Using 2 teaspoons per 300g does make them fractionally nicer, but I am coming round to the view that using more oil than that doesn’t actually make much difference: it is the natural sweetness of the onions – and caramelising it – that make them taste so divine, rather than the quantity of oil or butter*.

*I would like to make it clear that I am a HUGE fan of both, and I only avoid them in big quantities because they are very calorie-dense.

 

Method

  

  1. Finely slice the onions with the grain rather than across it. Put them in a bowl with a good pinch of salt*, and add the oil.
  2. Use your hands to mix the oil into the onions, ensuring that they are really, really well-coated.  It is this thorough mixing that makes it possible to use so little oil and still get a delicious result.     
  3. If using butter, melt it first, before adding it to the onions.
  4. Depending on size of the pan, heat ½  – 1 teaspoon of olive oil in the pan till it has spread out to cover the base, so you are not putting cold onions straight onto hot metal or non-stick coating. 

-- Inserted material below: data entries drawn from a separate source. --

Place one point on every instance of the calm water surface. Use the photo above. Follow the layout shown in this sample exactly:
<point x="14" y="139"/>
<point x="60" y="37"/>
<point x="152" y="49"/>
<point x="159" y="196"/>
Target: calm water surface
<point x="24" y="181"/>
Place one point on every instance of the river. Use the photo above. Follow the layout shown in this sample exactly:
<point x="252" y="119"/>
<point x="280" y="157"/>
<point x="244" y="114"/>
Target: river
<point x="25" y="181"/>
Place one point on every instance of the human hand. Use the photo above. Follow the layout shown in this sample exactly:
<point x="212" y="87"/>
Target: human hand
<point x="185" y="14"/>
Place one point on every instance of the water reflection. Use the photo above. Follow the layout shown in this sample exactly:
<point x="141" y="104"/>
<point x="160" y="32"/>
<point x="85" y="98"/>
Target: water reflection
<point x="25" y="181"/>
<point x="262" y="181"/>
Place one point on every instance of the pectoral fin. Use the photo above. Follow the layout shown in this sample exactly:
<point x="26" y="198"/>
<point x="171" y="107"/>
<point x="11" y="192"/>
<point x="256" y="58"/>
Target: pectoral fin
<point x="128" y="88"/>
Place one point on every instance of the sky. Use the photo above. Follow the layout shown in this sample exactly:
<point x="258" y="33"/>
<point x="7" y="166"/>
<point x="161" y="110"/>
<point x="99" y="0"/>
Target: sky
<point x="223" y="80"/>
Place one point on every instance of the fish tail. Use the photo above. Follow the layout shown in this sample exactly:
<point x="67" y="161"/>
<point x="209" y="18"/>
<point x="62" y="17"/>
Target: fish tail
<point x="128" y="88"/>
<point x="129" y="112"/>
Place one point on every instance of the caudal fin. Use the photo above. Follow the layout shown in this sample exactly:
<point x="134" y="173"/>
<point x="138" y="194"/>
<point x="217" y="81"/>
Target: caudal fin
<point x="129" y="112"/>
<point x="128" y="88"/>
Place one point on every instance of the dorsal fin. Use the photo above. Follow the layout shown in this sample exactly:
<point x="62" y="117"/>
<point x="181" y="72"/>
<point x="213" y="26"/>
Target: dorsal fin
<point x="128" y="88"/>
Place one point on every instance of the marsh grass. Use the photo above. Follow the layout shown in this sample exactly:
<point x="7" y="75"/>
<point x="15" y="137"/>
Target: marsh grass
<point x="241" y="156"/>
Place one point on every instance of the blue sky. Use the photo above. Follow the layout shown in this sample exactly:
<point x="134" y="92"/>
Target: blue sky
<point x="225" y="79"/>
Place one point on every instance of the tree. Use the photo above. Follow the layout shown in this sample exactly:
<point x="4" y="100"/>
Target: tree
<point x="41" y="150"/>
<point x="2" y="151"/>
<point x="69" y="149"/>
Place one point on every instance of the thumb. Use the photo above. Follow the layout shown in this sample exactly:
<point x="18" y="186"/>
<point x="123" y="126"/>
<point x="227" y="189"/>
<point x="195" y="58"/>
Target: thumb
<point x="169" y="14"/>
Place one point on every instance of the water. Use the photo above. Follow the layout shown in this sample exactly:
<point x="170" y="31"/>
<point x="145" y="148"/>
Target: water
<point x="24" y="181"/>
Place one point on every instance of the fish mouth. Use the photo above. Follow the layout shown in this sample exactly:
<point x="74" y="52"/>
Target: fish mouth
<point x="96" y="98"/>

* Adding a pinch of salt at the same time as the oil draws out the juice, which helps with the caramelisation, and brings out the sweetness of the onion – think salted caramel.

 

 For sautéed:

  1. Heat the oil on a middling heat until it covers the base of the pan, and add the onions. Stir them, put a lid on the pan, and turn the heat down a tad.
  2. Keep the lid on for at least five minutes – it helps the onions cook without drying out. Stir fairly frequently.
  3. After 5 – 10 minutes, take the lid off to condense the juices and cook till they are as brown as you want, and have the right amount of bite – or lack of it – for whatever you have in mind for them. The exact timing will depend on the onions, the heat, the pan, and whether you wander off and start doing something else.

 

 

 

For caramelised

  1.           Heat a teaspoon of oil in a pan on a low to medium heat until it has spread out to cover the whole of the base.
  2.           Add the onions. When they start to sizzle a little, stir, put a lid on them, and turn the heat right down.
  3.           Leave them on a low heat until the juices are beginning to come out – about 10 minutes.
  4.           For the next 20 – 40 minutes (depending on onions, heat, and pan), stir from time to time, and turn the heat up a bit and down a bit, depending on whether you want to encourage them or stop them burning or drying out.
  5.             Towards the end, take the lid off and turn the heat up a little to reduce the liquid and intensify the sweetness. Stir often at this stage. It would be tragic after all this time to burn the onions.